Die Ergebnisse zeigen, dass Ernährung nicht nur über Kalorien wirkt — sondern auch über die Qualität der enthaltenen Fettsäuren und Pflanzenstoffe.
Besonders extra natives Olivenöl enthält natürliche Polyphenole, die intensiv im Zusammenhang mit oxidativem Stress, Entzündungen und Herzgesundheit untersucht werden.


Stoffwechselstörungen wie erhöhte Blutzuckerwerte, chronische Entzündungen und Dysbalancen der Darmflora stehen in engem Zusammenhang mit der Entstehung metabolischer und kardiovaskulärer Erkrankungen.Neben der Kalorienzufuhr spielt insbesondere die Qualität der aufgenommenen Fette und bioaktiven Verbindungen eine entscheidende Rolle.

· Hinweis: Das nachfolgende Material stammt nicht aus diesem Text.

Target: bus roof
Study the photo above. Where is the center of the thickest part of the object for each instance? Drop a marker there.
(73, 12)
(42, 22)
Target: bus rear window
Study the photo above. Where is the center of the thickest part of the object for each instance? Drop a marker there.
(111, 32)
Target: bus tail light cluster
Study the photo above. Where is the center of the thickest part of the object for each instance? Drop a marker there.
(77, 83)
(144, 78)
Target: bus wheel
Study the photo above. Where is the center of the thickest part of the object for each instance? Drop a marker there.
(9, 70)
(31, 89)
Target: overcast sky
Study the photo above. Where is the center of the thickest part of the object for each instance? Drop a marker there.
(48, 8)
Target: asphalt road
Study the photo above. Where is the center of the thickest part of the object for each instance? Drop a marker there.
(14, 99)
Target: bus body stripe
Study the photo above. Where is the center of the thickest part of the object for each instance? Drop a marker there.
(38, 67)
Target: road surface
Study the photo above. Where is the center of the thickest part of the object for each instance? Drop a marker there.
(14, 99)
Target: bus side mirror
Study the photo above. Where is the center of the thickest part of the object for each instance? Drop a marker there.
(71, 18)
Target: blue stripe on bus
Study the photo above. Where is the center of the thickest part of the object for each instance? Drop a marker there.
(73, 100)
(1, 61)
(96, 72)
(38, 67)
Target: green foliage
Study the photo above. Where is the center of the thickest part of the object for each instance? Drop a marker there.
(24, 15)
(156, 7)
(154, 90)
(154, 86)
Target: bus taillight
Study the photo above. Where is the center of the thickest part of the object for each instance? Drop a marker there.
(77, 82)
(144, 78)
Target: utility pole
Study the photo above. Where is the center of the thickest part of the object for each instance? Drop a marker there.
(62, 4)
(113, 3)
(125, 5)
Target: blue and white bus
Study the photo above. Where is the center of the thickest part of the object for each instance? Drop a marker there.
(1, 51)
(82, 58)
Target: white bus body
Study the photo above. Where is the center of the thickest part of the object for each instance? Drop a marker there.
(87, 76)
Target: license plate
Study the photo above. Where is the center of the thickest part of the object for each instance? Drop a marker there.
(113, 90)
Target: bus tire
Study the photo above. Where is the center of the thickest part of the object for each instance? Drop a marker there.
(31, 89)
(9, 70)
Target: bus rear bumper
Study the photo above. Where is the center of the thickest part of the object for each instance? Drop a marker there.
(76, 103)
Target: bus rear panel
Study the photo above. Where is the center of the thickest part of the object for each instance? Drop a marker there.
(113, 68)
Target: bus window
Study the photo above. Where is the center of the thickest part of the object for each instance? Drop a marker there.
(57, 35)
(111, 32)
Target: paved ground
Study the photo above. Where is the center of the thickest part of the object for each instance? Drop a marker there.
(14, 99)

Eine wissenschaftliche Interventionsstudie untersuchte den Einfluss eines polyphenolreichen extra nativen Olivenöls (EVOO) auf zentrale Stoffwechselmarker, Entzündungsprozesse sowie die Zusammensetzung der Darm- und Mundmikrobiota.
Die Ergebnisse zeigen:
- Senkung des Langzeitblutzuckerwertes (HbA1c)
- Reduktion proinflammatorischer Marker wie Interleukin-1β (IL-1β)
- Verbesserung des LDL-Cholesterinspiegels
- Modulation der Darm- und Mundmikrobiota
- Hinweise auf präbiotische Effekte durch Förderung gesundheitsassoziierter Bakterienstämme
Besonders auffällig:
Die beobachteten Effekte traten parallel auf mehreren Ebenen auf – Stoffwechsel, Entzündung und Mikrobiom.
Die Ergebnisse deuten darauf hin, dass insbesondere ein polyphenolreiches Olivenöl Einfluss auf zentrale Regulationsprozesse im Körper nehmen kann – unter anderem durch die Wechselwirkung mit der Darmflora.




Die für natives Olivenöl extra typischen Phenolverbindungen, insbesondere Hydroxytyrosol, haben durch folgende Mechanismen einen positiven Einfluss auf die Gesundheit...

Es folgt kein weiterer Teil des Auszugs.